The course has three central aims:
– Help students understand why, from a biological/biomedical perspective, the population is aging and what to expect in the coming decades. Will current trends continue? How long can future generations expect to live? How are lifestyles, families and work likely to change?
– Provide students with a more realistic vision of their own futures so they can make informed life choices and plans.
– Educate future generations of citizens, who will live out their lives in societies where older people outnumber children and who will have a central hand in shaping the consequences of these unprecedented changes.
Lectures address longevity from a variety of disciplines and perspectives, including such topics as “aging and engineering,” “death and dying” and the economic implications of health care and Social Security.
Center on Longevity Director Laura Carstensen PhD and Deputy Director Tom Rando MD, PhD co-teach the course. By adopting a multidisciplinary approach, Carstensen, a psychologist and life-span developmentalist, Rando, a neurologist and biogerontologist, and distinguished guest lecturers help students understand new challenges to health care, financial markets, families, work and politics as they relate to aging and longevity.

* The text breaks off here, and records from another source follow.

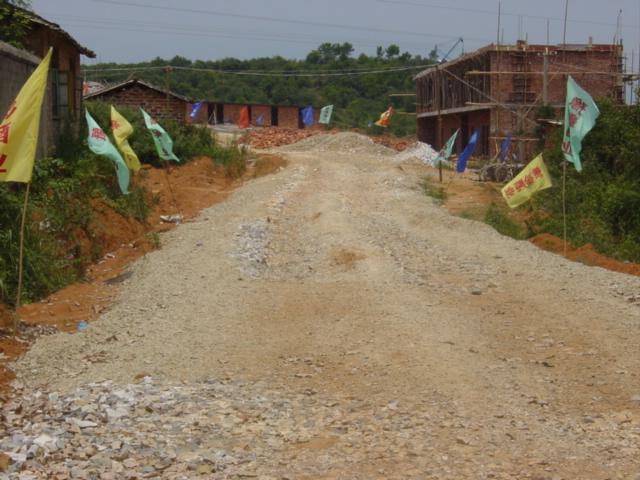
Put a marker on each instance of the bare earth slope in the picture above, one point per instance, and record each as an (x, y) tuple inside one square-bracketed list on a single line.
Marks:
[(330, 322)]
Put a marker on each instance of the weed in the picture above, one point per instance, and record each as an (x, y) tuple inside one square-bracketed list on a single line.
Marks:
[(438, 193), (498, 219), (154, 239)]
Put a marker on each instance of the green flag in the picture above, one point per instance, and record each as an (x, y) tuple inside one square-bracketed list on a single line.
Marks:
[(445, 152), (325, 114), (100, 144), (161, 138), (580, 116)]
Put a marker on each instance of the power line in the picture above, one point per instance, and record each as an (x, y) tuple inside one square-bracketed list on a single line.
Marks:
[(303, 73), (493, 13), (197, 31), (269, 19)]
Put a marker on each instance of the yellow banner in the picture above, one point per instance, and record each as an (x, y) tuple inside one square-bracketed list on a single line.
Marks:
[(122, 130), (533, 178), (384, 118), (20, 127)]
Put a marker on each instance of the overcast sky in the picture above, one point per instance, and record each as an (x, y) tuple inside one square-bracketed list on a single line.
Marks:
[(130, 31)]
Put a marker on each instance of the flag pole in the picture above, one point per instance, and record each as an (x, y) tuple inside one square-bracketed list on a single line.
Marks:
[(16, 320), (564, 162), (173, 197), (564, 207)]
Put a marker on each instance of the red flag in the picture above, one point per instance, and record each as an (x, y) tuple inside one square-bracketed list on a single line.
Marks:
[(244, 121)]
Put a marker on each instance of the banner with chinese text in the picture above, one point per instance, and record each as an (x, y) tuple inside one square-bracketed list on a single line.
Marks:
[(533, 178)]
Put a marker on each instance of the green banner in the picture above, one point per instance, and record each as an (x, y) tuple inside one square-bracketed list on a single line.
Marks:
[(100, 144), (325, 114), (445, 152), (580, 116), (161, 138)]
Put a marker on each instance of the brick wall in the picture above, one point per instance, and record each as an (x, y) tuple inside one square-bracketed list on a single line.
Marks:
[(152, 101), (232, 112), (264, 110), (202, 116), (288, 117)]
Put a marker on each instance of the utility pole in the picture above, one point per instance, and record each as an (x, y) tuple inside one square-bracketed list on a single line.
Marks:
[(167, 72), (437, 99), (545, 77)]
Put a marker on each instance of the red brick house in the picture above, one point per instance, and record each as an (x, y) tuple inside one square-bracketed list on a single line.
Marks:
[(499, 89), (285, 116), (159, 103), (63, 102)]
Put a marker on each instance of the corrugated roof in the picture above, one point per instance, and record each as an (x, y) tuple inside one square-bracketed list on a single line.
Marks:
[(38, 20), (122, 85)]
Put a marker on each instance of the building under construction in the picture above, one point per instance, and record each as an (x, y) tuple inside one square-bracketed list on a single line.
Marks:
[(500, 90)]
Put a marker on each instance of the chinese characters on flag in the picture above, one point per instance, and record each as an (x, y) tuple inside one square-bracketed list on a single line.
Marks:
[(20, 127), (533, 178)]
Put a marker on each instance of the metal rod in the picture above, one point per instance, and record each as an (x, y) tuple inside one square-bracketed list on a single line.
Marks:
[(564, 32), (16, 319), (545, 77), (438, 100)]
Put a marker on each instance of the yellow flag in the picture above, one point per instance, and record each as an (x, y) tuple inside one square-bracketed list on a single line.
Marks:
[(533, 178), (122, 130), (385, 117), (20, 127)]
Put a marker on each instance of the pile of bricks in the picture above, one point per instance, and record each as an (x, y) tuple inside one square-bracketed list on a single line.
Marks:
[(398, 144), (272, 137)]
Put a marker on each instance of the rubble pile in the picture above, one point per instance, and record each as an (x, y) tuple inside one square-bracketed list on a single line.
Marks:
[(341, 143), (212, 429), (398, 144), (419, 150)]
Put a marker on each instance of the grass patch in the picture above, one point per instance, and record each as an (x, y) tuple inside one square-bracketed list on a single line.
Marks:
[(437, 192), (499, 219)]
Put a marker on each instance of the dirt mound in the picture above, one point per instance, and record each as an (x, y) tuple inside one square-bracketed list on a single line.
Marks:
[(585, 254), (419, 150), (398, 144), (343, 142), (184, 189)]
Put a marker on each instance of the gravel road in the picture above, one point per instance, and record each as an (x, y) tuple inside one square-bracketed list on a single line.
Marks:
[(330, 322)]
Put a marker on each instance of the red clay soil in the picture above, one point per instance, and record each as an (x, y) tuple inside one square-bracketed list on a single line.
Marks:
[(398, 144), (585, 254), (185, 189)]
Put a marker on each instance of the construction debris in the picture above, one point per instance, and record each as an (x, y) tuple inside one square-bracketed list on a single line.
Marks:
[(272, 137)]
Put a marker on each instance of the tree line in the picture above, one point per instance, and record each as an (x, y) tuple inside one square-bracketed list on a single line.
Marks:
[(358, 98)]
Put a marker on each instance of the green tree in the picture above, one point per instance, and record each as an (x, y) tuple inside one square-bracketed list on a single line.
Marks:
[(14, 22)]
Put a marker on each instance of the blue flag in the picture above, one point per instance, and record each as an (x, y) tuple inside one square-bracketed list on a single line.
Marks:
[(195, 110), (462, 161), (505, 147), (307, 116)]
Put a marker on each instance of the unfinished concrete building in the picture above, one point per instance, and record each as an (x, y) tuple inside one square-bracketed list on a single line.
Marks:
[(500, 89)]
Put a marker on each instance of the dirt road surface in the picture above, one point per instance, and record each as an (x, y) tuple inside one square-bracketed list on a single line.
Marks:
[(330, 322)]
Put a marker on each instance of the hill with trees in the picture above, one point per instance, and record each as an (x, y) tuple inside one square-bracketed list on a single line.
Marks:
[(358, 87)]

More than 120 students took the course in 2009-2010. In addition to Center faculty affiliates and staff, lecturers included Marc Freedman, founder and CEO of Civic Ventures who spearheaded the creation of Experience Corps and the Purpose Prize, and John M. (Jack) Rowe MD, an expert on health care economics and healthy aging, professor of health policy and management at Columbia University’s Mailman School of Public Health and former CEO of Aetna Inc.
Other Center courses include an undergraduate introductory seminar on life-span development and an undergraduate student practicum.